Support Questions

Find answers, ask questions, and share your expertise

Capture output from Hive action and use that as input for shell action?

avatar
Rising Star

Hi all,

I was hoping someone might be able to detail whether what I am attempting to do is currently possible in Oozie and if so how it could be done. I have seen many sources about getting an output from a shell action and inputting it into a Hive action I have however not seen much on whether this can be done the other way around.

So my issue is that I would like to run a hive action which will capture the most recent field in a table based off of the max timestamp. I would then like to pass this timestamp value over to a shell action which will take this value and put it in the where statement for a Sqoop Extract. How would I go about passing this value from the Hive action to the Shell action?

Is this possible?

Please let me know if you need any additional information, thanks in advance.

1 ACCEPTED SOLUTION

avatar
Master Guru

You can also run the hive script in a shell/ssh action, parse the output using your shell script and output some parameters that you then use in your oozie flow ( see my answer to that question )

https://community.hortonworks.com/questions/24182/where-is-the-output-of-an-oozie-workflow-is-stored...

View solution in original post

4 REPLIES 4

avatar
Master Guru

@Daniel Perry - I can think of easiest solution, if you can save output of hive action to some file then you can pass that file to shell script as argument, write a login in your shell script to take $1 as input file and do whatever you want.

Does this makes sense?

avatar
Master Guru

You can also run the hive script in a shell/ssh action, parse the output using your shell script and output some parameters that you then use in your oozie flow ( see my answer to that question )

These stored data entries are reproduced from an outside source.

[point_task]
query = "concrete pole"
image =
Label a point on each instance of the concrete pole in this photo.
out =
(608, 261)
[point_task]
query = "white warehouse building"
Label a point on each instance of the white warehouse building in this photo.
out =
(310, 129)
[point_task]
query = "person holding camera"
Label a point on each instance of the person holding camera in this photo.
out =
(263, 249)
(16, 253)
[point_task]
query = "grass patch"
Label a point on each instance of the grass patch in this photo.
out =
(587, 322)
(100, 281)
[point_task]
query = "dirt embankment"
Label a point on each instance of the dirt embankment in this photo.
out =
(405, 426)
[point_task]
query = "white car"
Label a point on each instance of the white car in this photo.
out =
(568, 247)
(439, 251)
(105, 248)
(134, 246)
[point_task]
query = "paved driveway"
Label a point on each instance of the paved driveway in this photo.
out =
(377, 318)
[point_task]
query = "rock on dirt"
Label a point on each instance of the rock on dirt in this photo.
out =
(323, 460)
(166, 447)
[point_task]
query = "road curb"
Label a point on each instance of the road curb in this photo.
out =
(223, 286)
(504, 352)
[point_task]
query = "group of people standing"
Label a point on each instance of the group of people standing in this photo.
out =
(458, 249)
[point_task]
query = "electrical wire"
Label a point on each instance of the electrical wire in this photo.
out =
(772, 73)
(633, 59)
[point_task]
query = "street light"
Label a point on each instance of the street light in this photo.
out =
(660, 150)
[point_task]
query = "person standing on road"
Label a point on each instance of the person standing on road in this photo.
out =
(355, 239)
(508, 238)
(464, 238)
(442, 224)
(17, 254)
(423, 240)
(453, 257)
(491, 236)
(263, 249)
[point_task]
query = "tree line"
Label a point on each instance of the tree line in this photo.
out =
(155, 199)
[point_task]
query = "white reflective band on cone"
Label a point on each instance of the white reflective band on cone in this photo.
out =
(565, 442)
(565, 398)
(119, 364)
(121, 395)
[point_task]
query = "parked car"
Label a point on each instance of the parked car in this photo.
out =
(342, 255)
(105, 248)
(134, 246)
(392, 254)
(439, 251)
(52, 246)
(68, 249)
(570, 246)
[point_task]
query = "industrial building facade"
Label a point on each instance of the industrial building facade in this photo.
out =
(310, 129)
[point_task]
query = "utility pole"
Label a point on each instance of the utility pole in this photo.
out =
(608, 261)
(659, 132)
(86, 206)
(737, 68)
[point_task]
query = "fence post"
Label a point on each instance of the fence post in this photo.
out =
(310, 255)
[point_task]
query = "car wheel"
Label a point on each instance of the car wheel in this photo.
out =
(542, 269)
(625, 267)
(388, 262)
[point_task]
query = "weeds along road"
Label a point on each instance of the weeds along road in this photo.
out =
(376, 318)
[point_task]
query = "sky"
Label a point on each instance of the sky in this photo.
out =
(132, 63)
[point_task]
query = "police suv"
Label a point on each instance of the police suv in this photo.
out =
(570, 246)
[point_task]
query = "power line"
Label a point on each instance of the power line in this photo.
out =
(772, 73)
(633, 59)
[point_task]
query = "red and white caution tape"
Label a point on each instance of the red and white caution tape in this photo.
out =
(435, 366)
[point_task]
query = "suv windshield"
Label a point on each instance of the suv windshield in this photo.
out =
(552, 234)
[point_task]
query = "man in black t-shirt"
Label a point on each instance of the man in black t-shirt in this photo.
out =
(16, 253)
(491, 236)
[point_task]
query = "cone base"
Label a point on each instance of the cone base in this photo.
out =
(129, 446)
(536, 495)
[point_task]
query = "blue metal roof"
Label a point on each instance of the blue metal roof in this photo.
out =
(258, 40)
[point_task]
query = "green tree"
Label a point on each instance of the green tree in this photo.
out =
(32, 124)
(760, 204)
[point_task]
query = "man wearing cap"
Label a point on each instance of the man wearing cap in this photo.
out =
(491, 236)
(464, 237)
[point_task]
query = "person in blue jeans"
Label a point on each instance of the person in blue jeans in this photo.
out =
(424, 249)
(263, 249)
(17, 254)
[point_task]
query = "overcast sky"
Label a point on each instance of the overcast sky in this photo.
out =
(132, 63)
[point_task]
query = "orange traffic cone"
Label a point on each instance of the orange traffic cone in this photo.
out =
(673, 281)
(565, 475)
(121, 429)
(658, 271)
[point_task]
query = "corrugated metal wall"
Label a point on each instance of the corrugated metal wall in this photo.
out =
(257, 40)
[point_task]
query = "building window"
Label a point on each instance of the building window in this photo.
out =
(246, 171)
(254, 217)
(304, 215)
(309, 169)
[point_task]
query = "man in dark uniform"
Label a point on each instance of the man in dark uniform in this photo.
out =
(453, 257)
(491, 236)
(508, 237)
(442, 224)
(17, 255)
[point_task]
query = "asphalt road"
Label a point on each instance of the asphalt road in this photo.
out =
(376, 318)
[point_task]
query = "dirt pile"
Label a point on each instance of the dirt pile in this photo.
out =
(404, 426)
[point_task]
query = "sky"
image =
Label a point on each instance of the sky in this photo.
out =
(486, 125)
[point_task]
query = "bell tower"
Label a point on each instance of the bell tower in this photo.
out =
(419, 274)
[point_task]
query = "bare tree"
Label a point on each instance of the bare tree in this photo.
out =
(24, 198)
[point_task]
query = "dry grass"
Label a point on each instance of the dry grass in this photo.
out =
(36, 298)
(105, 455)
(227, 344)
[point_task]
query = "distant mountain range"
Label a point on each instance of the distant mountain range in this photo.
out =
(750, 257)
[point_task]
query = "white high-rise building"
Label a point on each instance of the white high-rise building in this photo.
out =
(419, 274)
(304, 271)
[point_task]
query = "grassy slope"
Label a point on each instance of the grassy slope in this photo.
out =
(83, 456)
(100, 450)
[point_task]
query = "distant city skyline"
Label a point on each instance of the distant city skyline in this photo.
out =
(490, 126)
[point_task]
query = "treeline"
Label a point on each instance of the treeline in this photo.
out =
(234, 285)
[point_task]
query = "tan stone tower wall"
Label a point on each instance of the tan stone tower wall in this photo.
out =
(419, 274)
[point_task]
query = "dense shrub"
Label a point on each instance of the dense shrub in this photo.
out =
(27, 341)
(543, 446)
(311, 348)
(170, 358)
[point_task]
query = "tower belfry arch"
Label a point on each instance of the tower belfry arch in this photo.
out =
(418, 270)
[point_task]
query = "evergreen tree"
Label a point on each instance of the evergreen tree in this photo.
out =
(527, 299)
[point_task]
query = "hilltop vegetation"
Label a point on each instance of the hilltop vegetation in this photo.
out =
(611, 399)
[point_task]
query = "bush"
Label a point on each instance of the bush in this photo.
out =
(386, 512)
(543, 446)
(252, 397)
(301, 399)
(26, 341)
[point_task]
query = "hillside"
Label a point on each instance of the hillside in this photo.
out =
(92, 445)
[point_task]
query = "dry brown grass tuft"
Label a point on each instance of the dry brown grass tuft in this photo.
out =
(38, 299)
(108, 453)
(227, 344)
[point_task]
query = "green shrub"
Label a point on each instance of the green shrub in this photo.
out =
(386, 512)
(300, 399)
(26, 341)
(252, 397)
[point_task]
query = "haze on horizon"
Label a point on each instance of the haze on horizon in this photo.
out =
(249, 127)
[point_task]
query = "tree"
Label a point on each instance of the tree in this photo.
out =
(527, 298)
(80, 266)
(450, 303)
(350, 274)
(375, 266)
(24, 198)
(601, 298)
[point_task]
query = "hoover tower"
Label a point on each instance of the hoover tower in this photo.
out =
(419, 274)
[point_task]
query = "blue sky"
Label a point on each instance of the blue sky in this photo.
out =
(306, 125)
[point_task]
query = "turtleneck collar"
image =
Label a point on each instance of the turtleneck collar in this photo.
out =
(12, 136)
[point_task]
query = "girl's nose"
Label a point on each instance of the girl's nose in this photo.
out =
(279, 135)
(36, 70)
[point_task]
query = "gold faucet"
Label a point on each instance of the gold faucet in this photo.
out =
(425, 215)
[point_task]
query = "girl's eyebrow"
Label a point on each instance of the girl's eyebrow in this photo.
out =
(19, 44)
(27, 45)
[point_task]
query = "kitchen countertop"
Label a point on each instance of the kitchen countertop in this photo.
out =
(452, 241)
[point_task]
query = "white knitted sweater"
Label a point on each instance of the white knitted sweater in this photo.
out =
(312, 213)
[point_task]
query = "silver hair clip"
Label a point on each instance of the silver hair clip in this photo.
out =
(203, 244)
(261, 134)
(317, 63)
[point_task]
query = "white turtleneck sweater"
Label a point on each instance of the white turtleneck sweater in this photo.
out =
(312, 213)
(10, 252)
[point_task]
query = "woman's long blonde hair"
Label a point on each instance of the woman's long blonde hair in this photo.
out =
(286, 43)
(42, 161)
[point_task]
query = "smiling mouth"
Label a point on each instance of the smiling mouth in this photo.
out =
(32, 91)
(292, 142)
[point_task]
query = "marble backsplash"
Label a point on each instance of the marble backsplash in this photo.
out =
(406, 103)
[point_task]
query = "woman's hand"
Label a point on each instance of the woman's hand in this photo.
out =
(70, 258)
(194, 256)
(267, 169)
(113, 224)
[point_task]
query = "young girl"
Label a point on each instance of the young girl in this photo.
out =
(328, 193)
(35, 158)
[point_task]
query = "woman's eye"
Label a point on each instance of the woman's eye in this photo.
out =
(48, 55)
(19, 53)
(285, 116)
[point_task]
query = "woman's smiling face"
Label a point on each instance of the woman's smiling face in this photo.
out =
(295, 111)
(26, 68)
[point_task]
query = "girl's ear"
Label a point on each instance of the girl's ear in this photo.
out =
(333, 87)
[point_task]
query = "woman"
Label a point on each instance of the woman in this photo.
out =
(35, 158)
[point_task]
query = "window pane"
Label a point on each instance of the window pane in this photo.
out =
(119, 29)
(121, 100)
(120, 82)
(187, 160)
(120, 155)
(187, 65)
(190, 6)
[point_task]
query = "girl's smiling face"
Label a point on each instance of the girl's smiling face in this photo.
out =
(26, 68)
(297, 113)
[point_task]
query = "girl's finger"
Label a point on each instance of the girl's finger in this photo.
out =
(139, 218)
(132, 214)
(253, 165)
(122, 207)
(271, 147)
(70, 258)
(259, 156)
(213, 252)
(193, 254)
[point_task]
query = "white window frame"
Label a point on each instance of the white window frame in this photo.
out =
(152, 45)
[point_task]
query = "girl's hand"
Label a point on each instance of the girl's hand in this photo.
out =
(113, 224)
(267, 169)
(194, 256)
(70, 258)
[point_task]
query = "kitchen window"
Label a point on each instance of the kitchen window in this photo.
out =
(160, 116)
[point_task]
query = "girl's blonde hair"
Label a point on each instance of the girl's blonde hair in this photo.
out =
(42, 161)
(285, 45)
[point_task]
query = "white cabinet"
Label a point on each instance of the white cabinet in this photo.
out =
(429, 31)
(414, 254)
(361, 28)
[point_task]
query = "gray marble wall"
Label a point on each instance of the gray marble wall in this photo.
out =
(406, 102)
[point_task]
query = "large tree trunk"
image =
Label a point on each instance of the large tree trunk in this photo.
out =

https://community.hortonworks.com/questions/24182/where-is-the-output-of-an-oozie-workflow-is-stored...

avatar
Rising Star

I ended up going with your approach Ben as it suited what I was trying to do a bit better and after much fiddling around I managed to get it working. However, I am getting the value from my query back like this

lastModified=+------------------------+--+ | 2016-03-31 21:59:57.0 | +------------------------+--+

Whereas all I really want is the date value not the extra jargon, is this something i can use regex for to get rid of?

Thanks

avatar
Master Guru

@Daniel Perry

The below is the regex to get the date out there:

[0-9]+(.*)[0-9]+

Now how to do that? Below is some pseudo code on how I once did something similar. Its a lot of trickery with the different exclamation marks ( notice how the `` is used to execute a command and the "" to denotate a string. You also have to escape characters a lot. So its not finished. You may have to play around with it a bit. But it should work.

myvar=+----..........2016 .... ;

datevar="`echo "$myvar" | sed 'myregex'`"

The second possibility is to do that in oozie. Oozie supports the JSTL expression language functions and you could just use substring since the length of the before and after string always seems to be the same?

http://beginnersbook.com/2013/12/jstl-substring-substringafter-substringbefore-functions/